La norma en su artículo dos dispone: “Las personas que inciten el incumplimiento del presente Decreto Supremo o difundan información de cualquier índole, sea en forma escrita, impresa, artística y/o por cualquier otro procedimiento que pongan en riesgo o afecten a la salud pública, generando incertidumbre en la población, serán pasibles a denuncias por la comisión de delitos tipificados en el Código Penal”.

“¿Cómo se va a justificar que lo nuestro es sátira y no desinformación? Y dado el caso, ¿quién juzga eso, el autor, el denunciante, el público, la autoridad, un juez? ¿qué parámetros hay?”, expresa con preocupación un miembro del colectivo de dibujantes de La Envidia, que realiza publicaciones a través de su página de Facebook.

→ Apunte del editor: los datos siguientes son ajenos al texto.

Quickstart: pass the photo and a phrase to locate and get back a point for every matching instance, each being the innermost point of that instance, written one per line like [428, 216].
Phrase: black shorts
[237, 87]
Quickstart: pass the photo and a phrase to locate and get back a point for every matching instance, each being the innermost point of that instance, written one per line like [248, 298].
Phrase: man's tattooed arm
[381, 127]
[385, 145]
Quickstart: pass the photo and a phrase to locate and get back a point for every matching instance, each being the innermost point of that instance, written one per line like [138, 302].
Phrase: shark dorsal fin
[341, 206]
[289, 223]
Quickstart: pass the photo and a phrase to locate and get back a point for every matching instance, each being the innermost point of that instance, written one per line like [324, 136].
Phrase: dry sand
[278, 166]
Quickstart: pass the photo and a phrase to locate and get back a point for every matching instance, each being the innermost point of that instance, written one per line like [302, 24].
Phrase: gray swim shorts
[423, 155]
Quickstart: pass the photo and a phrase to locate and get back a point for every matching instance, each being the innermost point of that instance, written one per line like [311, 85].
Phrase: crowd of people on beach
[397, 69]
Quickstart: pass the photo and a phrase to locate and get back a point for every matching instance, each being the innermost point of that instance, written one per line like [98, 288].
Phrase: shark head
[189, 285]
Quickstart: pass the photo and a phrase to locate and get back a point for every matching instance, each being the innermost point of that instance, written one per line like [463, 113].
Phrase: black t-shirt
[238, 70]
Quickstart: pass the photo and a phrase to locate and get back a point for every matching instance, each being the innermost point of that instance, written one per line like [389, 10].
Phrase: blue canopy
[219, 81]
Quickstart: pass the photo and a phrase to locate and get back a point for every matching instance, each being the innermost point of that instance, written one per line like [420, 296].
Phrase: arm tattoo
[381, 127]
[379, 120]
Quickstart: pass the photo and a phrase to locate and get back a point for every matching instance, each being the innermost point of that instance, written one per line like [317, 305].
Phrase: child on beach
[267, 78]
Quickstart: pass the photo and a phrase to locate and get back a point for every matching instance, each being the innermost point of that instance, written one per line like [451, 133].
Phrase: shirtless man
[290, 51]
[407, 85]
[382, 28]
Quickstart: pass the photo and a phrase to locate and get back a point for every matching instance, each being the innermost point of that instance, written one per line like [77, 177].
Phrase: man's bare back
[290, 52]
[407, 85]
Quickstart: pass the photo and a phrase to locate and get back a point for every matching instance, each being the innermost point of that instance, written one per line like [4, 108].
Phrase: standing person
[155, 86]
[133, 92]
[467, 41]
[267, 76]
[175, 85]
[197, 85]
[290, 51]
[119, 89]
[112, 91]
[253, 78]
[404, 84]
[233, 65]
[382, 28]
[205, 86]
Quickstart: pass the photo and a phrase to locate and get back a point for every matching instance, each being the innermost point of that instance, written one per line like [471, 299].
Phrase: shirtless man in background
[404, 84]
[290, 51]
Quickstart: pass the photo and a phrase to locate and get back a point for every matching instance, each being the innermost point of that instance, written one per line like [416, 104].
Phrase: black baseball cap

Javier Menchaca, caricaturista de OPINIÓN, cree que es una especie de “escudo” que ha formulado el Gobierno que va “contra la Convención, la Constitución que pone en grave riesgo la libertad de expresión y derecho a la información porque penaliza ésta”.

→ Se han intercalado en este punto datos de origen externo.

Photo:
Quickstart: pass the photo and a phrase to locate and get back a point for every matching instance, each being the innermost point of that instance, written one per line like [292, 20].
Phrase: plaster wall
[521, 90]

La naturaleza del humor gráfico es crítica en sí, explica David Diez, quien realiza trabajos para el Correo del Sur y El Día. “Hay un peligro latente de que si la crítica es mordaz sobre un mal procedimiento sobre el Gobierno, se puedan tomar acciones contra el medio y la persona”.

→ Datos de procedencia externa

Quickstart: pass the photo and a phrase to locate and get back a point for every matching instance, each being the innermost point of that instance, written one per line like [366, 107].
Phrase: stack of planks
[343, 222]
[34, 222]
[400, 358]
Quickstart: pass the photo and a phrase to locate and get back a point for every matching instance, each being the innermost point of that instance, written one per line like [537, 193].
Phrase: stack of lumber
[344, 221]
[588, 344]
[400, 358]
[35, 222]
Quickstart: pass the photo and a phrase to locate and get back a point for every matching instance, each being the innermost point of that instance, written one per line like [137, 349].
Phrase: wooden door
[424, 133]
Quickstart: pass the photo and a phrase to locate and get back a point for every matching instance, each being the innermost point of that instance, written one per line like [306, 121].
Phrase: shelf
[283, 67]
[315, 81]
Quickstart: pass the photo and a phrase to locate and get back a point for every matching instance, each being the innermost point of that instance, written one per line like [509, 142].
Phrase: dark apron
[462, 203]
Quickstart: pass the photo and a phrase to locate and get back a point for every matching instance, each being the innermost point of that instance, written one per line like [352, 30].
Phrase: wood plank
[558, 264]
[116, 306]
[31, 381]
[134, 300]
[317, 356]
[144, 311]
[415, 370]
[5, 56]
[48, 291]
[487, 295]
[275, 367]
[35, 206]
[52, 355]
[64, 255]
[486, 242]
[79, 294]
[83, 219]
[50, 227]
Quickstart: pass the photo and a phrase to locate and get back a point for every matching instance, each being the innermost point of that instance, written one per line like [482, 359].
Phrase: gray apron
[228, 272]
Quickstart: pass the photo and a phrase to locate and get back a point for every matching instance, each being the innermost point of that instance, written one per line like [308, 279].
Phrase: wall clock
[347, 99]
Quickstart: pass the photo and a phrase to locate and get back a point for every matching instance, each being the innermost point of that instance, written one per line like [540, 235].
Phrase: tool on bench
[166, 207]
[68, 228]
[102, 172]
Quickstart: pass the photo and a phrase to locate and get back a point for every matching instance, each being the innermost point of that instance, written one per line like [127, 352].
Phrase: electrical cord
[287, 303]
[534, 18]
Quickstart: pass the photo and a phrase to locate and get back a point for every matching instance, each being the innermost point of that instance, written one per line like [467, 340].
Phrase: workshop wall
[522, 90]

Si bien los dibujantes entienden que la norma está dirigida a “personas que utilicen las redes sociales para desinformar”, les preocupa que deje la posibilidad a sancionar trabajos que critiquen mediante el humor acciones del Gobierno.

Opinión


Un peligro absoluto

Por Diego Aramburo

Una ley que va contra cualquier derecho a la expresión es un peligro absoluto. Peor aún si ésta es ambigua y no especifica definiciones ni presenta un reglamento claro, como es el caso. Luego, meterse con los contenidos de las artes es entrar en un sistema de censura directa.

No se dice qué se pretende censurar, por qué y a través de que procedimiento legal. ¿Esto llevará a encarcelamientos ilícitos sin proceso legal previo? Y aun si hubiera procesos y procedimientos que respeten los derechos humanos, ¿qué juez o jurado tiene el mecanismo y capacitación para analizar y entender lo que se quiso lograr con una obra o acción artística? Por ejemplo, venimos viendo al Ejército realizar acciones contra personajes coronavirus, o desfiles promoviendo y mostrando una lucha (armada), contra el COVID-19.

En esas acciones, que asumo bienintencionadas y pretendidamente educativas, hay tal nivel de distorsión de la situación que atravesamos, que se constituyen en instancias de desinformación que generan más incertidumbre que otra cosa. Entonces, bajo la ley y su nuevo alcance, ¿procesamos a todo el Ejército Boliviano y/o sus altos mandos por atentar contra la salud pública? ¿Sí? ¿No? ¿Por qué?